Indexing Blueprint
Solana indexing is the practice of turning slot-ordered chain events into durable, queryable application data so products can answer "who did what, when, and how much?" without hammering JSON-RPC for every screen. Once you separate live chain access (RPC, WebSockets) from shaped history (your database and API), Geyser plugins, Yellowstone gRPC, webhooks, IDL parsers, and BI dashboards stop looking like unrelated tools and start looking like layers of one data plane.
Indexing Basics is the hands-on entry; Geyser Plugins, Yellowstone gRPC, Webhooks, Building an Indexer, Parsing Program Data, and Analytics & Dashboards each zoom into one stage. This page sits underneath: why indexers exist, how the pieces connect, and when direct RPC is still the right answer.
Summary
- An indexer continuously ingests Solana transactions and account updates, parses them with program layouts, and persists domain rows so apps and analytics query a database instead of replaying the chain on every request.
- Insight: RPC polling and pagination cannot power SQL volume, wallet history at whale scale, or multi-tenant product APIs; without indexing, product features collapse into rate limits, incomplete history, and fragile log scraping.
- Key Concepts: backfill vs live stream, Geyser / Yellowstone, webhooks, slot cursor, idempotent upserts, IDL discriminators, inner instructions, commitment and reorgs, serving API, analytics warehouse.

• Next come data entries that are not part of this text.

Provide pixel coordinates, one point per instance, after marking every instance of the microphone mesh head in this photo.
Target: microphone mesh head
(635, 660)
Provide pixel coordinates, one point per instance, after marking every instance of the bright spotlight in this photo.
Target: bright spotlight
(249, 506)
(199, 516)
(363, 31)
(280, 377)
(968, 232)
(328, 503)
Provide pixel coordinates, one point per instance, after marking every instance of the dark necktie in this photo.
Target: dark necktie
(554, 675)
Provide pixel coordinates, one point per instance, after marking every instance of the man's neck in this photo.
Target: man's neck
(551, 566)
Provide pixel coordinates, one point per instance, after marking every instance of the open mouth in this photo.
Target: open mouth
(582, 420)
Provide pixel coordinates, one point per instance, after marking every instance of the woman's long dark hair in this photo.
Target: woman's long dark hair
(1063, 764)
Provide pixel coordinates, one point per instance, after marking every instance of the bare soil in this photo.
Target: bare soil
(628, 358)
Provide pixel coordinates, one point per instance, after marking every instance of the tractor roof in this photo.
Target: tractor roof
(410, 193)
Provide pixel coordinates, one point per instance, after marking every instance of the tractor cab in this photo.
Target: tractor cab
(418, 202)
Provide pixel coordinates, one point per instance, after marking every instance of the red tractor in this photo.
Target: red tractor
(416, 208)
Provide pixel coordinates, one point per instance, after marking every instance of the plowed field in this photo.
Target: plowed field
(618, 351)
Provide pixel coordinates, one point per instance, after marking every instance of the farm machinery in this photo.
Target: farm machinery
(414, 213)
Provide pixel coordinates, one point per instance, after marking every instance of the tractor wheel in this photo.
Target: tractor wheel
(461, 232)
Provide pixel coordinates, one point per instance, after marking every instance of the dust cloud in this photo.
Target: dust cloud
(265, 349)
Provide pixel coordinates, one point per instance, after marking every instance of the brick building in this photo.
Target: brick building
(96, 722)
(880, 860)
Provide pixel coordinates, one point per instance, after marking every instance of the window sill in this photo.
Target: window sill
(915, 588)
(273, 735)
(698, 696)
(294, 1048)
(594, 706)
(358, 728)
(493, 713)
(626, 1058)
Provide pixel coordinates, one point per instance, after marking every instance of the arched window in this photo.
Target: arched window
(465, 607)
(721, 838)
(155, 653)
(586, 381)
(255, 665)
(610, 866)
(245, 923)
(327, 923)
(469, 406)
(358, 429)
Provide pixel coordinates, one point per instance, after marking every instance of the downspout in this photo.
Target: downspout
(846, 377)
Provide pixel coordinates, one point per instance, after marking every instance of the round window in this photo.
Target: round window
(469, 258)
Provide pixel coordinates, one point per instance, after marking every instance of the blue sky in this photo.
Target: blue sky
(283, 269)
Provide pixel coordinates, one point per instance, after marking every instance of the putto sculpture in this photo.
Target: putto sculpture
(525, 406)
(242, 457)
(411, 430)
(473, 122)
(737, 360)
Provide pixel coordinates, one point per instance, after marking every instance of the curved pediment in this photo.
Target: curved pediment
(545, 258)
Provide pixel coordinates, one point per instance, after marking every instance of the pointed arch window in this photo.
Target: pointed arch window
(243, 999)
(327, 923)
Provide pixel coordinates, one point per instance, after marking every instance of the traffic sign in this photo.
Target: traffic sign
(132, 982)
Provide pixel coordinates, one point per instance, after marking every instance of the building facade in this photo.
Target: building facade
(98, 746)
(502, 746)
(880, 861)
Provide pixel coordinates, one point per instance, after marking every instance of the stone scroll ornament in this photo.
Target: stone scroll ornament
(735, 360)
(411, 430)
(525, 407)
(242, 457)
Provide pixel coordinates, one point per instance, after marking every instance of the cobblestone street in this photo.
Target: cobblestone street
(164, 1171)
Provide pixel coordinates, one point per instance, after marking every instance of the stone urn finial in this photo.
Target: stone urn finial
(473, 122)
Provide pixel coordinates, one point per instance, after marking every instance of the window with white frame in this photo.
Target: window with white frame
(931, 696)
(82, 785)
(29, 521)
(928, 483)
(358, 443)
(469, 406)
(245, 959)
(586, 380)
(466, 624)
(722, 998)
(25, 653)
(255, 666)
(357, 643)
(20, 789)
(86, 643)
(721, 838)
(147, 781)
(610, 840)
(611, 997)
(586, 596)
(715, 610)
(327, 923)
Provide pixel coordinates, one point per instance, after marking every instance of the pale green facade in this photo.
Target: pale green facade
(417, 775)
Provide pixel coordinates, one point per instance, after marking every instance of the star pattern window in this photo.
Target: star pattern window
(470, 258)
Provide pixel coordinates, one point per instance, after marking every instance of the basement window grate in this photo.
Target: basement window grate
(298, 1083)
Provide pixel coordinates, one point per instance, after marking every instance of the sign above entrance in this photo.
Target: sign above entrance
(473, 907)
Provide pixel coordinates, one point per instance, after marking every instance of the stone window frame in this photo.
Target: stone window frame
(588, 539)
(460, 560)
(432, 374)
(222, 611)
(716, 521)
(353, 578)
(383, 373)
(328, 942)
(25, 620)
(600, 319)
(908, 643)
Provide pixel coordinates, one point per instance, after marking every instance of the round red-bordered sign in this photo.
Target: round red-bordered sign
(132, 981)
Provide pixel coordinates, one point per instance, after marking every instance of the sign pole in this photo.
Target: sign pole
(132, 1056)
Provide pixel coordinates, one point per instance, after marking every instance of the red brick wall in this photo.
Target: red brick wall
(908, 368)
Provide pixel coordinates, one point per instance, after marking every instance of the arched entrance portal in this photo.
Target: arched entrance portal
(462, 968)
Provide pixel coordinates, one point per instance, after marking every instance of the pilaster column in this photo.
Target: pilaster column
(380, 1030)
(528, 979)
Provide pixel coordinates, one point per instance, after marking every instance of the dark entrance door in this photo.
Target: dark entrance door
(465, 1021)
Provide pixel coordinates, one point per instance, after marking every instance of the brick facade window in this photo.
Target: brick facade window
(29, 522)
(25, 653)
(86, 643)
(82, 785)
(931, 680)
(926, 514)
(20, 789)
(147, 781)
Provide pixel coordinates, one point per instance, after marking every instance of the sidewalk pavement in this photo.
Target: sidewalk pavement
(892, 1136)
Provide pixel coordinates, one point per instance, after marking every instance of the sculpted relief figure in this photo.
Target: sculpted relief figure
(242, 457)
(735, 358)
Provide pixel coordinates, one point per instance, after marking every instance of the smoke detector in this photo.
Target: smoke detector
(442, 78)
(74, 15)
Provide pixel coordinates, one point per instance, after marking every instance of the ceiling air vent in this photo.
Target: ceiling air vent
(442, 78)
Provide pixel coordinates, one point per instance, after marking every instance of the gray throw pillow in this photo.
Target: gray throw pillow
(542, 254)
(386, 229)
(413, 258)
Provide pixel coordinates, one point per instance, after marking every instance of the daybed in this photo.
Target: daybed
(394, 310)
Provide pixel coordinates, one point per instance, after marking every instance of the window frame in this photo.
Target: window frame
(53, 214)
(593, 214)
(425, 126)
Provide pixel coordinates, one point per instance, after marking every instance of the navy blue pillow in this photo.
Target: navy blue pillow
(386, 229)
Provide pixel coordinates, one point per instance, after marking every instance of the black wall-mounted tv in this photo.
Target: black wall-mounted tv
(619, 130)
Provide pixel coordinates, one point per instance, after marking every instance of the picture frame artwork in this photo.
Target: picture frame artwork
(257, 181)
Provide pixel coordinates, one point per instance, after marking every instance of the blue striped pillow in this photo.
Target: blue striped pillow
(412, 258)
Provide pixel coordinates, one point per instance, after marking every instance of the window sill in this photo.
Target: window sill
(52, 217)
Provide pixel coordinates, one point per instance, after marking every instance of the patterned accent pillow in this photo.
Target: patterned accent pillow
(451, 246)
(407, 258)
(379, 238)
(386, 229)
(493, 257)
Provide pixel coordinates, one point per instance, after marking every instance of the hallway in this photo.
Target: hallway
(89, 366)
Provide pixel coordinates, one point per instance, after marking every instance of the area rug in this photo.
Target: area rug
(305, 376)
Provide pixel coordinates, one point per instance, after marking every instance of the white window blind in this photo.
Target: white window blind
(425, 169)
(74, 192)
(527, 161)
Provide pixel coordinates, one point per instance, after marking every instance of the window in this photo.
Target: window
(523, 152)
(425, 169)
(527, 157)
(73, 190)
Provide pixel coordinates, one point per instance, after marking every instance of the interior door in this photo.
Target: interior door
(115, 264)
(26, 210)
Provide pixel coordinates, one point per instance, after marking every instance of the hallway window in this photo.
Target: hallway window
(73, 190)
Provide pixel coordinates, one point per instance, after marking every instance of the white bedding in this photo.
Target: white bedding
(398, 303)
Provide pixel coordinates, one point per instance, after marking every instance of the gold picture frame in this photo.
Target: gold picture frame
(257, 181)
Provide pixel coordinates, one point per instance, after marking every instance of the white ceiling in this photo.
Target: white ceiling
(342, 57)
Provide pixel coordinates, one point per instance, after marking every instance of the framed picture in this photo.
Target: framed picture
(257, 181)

- When to Use: Product search and history UIs, DeFi metrics, portfolio snapshots beyond DAS, alerts and ops dashboards, or any feature that needs joins, aggregations, or multi-day retention over program activity.
- Limitations/Trade-offs: You own schema, lag, parser versioning, and ops cost; streams add infra; webhooks can miss events; self-hosted Geyser ties you to validator lifecycle; direct RPC remains better for simple "current balance" reads.
- Related Topics: indexing basics, Geyser plugins, Yellowstone gRPC, webhooks, building an indexer, parsing program data, analytics and dashboards.
Foundations
Solana RPC answers point questions: current account data, a signature status, a recent block, or a page of signatures for an address. That model is correct for wallets and transaction submission. It is a poor model for product history, aggregations, and cross-entity queries.
An indexer exists because the chain is an append-only execution log optimized for validators, not for your app's SQL or GraphQL shape. You need a second store that rewrites "raw slots and bytes" into "swaps, deposits, mints, positions" with indexes your product can afford to query.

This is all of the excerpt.